Large Sample Confidence Intervals for a Population Mean and Proportion

Posted by Beetle B. on Sun 16 July 2017

\(\newcommand{\Cov}{\mathrm{Cov}}\) \(\newcommand{\Corr}{\mathrm{Corr}}\) \(\newcommand{\Sample}{X_{1},\dots,X_{n}}\)

For any distribution, if \(n\) is large, use \(Z=\frac{\bar{X}-\mu}{S/\sqrt{n}}\) By the Central Limit Theorem, it is approximately normal. Then \(\bar{x}\pm z_{\alpha/2}s/\sqrt{n}\) will give you a confidence interval for \(\mu\). It is approximately \(100(1-\alpha)\)

\(n>40\) is a good size to justify this approximation.
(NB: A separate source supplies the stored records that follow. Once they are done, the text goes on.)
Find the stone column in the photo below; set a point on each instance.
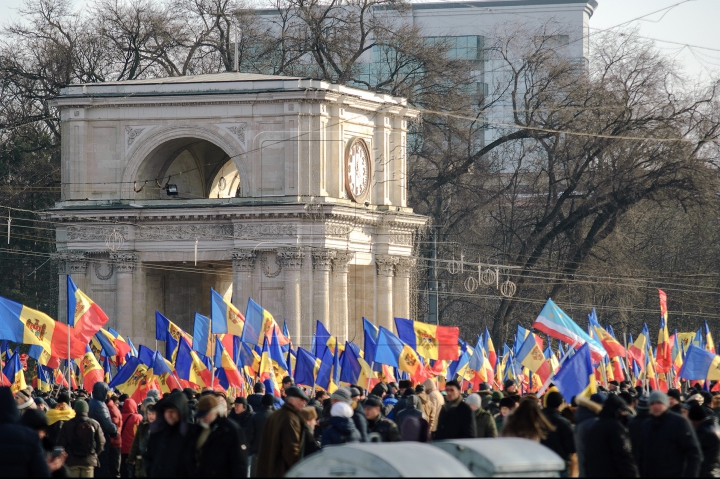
(384, 292)
(291, 261)
(401, 286)
(339, 302)
(125, 266)
(243, 267)
(322, 260)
Note that this actually has 2 random variables: \(\bar{X},S\), which is why \(n\) is a bit larger than our previous rule for the CLT.

There is no way to estimate \(n\) in advance, though. Just be conservative on \(\sigma\).
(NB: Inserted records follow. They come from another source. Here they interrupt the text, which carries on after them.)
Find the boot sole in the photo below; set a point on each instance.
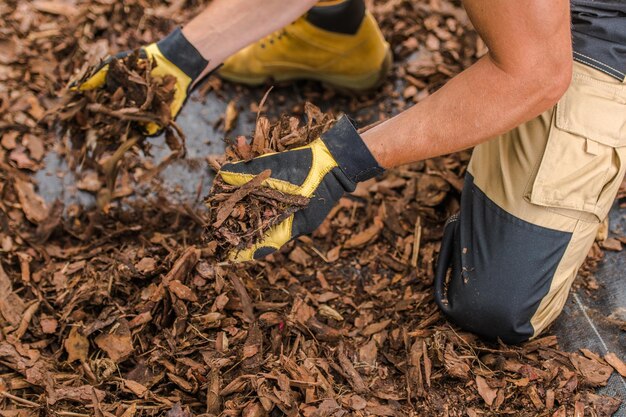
(361, 83)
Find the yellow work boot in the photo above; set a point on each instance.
(355, 61)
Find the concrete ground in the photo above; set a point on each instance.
(583, 323)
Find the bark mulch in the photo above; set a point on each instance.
(131, 311)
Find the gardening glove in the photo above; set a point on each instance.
(174, 55)
(323, 171)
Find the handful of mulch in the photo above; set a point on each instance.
(240, 216)
(104, 123)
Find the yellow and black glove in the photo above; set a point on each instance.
(323, 171)
(174, 55)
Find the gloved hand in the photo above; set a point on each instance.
(323, 171)
(174, 55)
For large \(n\), the upper confidence bound for \(\mu<\bar{x}+z_{\alpha}s/\sqrt{n}\).

For large \(n\) the lower confidence bound for \(\mu>\bar{x}-z_{\alpha}s/\sqrt{n}\).

A General Large Sample Confidence Interval

Need to estimate \(\theta\). Let \(\hat{\theta}\) satisfy:

  1. It is approximately normal.
  2. It is unbiased.
  3. The expression for \(\sigma_{\hat{\theta}}\) is known.

Then standardizing \(\hat{\theta}\) gives:

\begin{equation*} P\left(-z_{\alpha/2}<\frac{\hat{\theta}-\theta}{\sigma_{\hat{\theta}}}<z_{\alpha/2}\right)\approx1-\alpha \end{equation*}

If \(\hat{\theta}\) involves an unknown (e.g. \(\sigma\)), see if substituting \(s_{\hat{\theta}}\) works. If \(\sigma_{\hat{\theta}}\) involves \(\theta\), try replacing \(\theta\) with \(\hat{\theta}\).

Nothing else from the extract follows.